The Relationship Between Housing Status and Substance Use and Sexual Risk Behaviors
People experiencing homelessness or unstable housing have higher rates of substance use, sexual risk behaviors, and HIV acquisition, as well as poorer health outcomes like mental illness, psychiatric disorders, tuberculosis, asthma, and bronchitis.
Although HIV risk behaviors like substance use and condomless sex are also prevalent among people currently seeking or receiving services at substance use disorder (SUD) treatment programs, associations with housing status in this population has not been well studied.
This study examined housing status, substance use, and HIV-related sexual risk behaviors among 1281 participants from 12 U.S. community-based SUD programs, using data from the NIDA Clinical Trials Network HIV Rapid Testing and Counseling study (CTN-0032).
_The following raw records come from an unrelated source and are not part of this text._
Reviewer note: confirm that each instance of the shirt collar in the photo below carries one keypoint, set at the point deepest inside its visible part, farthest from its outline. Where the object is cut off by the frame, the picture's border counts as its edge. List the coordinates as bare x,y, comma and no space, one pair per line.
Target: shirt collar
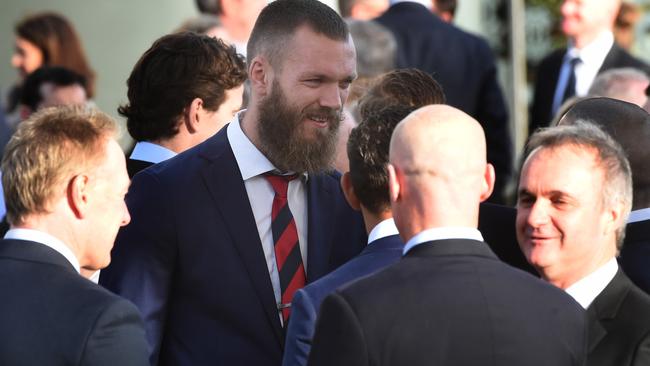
45,239
382,230
639,215
595,52
441,233
250,159
587,288
150,152
425,3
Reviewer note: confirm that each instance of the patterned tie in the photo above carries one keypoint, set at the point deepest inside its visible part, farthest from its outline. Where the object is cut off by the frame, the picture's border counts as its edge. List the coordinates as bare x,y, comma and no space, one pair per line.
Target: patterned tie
570,89
285,238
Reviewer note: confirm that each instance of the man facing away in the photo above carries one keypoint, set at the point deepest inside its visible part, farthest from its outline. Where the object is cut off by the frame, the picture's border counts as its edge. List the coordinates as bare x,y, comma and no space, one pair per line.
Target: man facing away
65,179
225,233
394,96
183,90
449,300
575,195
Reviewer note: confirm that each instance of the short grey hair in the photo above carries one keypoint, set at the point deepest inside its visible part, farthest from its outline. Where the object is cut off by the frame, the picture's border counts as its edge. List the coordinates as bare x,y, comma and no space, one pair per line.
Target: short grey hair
617,182
613,83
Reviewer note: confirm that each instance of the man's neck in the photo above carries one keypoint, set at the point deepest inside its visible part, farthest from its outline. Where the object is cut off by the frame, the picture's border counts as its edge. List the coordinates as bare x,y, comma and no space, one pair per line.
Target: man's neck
373,219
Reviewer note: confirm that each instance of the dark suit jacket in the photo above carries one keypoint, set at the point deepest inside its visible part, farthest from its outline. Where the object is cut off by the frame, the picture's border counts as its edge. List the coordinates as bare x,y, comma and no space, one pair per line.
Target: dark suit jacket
193,263
50,315
134,166
619,325
449,302
635,255
464,66
306,302
548,73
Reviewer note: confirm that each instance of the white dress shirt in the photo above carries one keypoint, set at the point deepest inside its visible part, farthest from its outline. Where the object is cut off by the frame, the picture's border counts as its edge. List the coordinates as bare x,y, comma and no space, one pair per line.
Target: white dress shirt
592,57
252,165
150,152
441,233
382,230
639,215
587,288
45,239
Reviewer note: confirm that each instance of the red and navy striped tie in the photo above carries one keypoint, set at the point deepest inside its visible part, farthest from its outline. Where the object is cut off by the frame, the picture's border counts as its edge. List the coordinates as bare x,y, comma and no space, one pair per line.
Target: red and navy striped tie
285,239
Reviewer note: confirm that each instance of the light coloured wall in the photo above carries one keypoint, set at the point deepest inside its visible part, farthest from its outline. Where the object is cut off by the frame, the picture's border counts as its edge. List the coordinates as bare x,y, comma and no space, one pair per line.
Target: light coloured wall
114,34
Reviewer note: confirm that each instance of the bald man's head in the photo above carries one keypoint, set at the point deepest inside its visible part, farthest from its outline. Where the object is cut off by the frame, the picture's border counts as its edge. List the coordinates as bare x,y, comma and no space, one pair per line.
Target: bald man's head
438,164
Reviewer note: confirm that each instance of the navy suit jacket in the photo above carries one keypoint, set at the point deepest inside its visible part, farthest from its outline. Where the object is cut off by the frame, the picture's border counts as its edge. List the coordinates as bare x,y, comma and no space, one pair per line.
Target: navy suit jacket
619,325
304,307
50,315
193,263
464,66
548,73
635,255
449,302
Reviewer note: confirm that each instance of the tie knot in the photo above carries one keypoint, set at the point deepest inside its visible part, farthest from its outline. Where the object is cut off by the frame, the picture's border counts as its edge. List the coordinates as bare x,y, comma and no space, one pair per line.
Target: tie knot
280,183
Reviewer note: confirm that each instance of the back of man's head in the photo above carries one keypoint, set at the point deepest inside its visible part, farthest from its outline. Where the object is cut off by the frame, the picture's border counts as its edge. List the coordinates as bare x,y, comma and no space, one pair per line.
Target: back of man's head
629,125
59,77
177,69
46,151
438,172
392,98
279,20
627,84
209,6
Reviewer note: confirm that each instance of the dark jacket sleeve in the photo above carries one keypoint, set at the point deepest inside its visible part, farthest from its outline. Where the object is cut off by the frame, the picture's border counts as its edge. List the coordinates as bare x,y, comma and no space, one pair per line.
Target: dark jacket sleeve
339,339
117,338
Substance use was also examined as a potential mediator of housing status and sexual risk behaviors.
Results of the analysis found mixed associations between housing status and substance use and sexual risk behaviors. Researchers found higher rates of problematic drug use, cocaine use, and sexual risk behaviors among unstably housed individuals compared to those who were stably housed. They also found that being unstably housed was indirectly related to an increased risk in engaging in several specific sexual risk behaviors, and that this relationship was mediated by drug use, especially cocaine, marijuana, or opioids.
However, no increased risk of drug use or sexual risk behaviors were found among people experiencing homelessness, possibly due to their relatively low numbers in the study sample. More research on this population is needed.
Conclusions: Unstably housed individuals have increased levels of substance use which, in turn, is associated with sexual behaviors that put them at greater risk for HIV infection. These relationships can help inform interventions aimed at assessing and reducing sexual risk behaviors for individuals seeking or receiving services in SUD treatment programs.